Non c'e' spazio per arrabbiarsi, chi sono io per arrabbiarmi? Mi piacerebbe
che ci fosse piu' enfasi sul capire le cose che non sull'affermare l'una o
l'altra verita', perche' se non capiamo con che cosa abbiamo a che fare
siamo veramente disarmati. L'unica speranza di cambiare le cose che non ci
vanno e' capirle.

"Stato" e' un'idea molto astratta. Io non credo a qualcosa che cade dal
cielo, gia' fatto, buono o cattivo in se'. Credo - per l'esattezza, voglio
credere - che gli stati dovremmo farceli noi, in base ai nostri desideri ed
esigenze. Quindi, fintanto che una maggioranza crede fermamente che sara'
felice in un contenitore dove c'e' solo gente del suo stesso gruppo,
cerchera' di crearsi uno stato di quel tipo. E viceversa.

Ma illudersi che qui veramente abbiamo a che fare con stati creati dal
basso, dalla maggioranza di quella stessa gente che poi paga il prezzo per
come quello stato si muove, sarebbe una grossa ingenuita'.
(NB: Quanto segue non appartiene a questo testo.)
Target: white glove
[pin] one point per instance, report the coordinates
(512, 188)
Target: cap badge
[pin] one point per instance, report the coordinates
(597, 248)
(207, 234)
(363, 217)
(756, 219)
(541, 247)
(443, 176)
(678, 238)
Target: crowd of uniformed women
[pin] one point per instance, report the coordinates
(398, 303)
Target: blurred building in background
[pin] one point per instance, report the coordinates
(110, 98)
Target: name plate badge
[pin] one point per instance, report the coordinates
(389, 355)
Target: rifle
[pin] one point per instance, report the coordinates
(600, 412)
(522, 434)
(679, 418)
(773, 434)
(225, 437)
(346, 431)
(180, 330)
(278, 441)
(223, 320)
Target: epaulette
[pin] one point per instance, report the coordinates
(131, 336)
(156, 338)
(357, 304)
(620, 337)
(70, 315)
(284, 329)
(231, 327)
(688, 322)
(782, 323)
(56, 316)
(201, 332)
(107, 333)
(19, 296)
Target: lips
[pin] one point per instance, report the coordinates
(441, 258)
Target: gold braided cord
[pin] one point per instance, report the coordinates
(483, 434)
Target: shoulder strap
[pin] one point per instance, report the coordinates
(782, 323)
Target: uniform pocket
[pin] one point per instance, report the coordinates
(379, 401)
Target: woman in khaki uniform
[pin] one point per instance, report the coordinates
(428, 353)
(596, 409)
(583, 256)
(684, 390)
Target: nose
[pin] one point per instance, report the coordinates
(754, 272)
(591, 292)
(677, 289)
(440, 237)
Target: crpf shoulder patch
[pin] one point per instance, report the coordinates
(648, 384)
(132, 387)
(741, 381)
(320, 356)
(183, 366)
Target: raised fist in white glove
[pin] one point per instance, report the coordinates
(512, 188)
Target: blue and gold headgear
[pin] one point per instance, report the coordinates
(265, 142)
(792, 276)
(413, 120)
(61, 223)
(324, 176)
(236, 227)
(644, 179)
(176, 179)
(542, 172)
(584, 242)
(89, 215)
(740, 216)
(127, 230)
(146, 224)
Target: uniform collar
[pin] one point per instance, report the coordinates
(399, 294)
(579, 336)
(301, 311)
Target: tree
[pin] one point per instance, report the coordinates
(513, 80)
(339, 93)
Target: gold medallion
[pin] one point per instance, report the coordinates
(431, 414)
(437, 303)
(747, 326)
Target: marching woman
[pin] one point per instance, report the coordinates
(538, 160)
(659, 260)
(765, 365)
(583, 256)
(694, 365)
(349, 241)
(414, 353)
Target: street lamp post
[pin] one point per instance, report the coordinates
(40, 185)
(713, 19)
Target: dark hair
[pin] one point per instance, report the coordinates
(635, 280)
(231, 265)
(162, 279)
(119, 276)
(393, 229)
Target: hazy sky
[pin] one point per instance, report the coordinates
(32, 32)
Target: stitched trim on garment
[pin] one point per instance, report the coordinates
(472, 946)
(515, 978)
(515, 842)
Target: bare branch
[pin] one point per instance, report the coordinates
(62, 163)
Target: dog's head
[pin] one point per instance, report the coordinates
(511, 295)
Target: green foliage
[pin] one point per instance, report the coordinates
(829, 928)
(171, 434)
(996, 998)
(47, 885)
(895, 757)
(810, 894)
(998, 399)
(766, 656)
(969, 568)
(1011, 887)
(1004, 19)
Guardiamo la realta' in faccia: le grandi masse di persone contano poco o
nulla (indipendentemente dal fatto che parliamo di un paese come il nostro
o magari della Serbia). Possono si' fare un gran casotto in piazza per
poche ore o pochi giorni, assaltare il parlamento, ma poi tornano a casa e
i giochi di potere continuano a farsi dove s'erano sempre fatti, fra
minoranze, dietro le quinte. Come sta accadendo puntualmente anche a
Belgrado in questi giorni. Ma accade anche a Roma (o a Trieste :-).... ).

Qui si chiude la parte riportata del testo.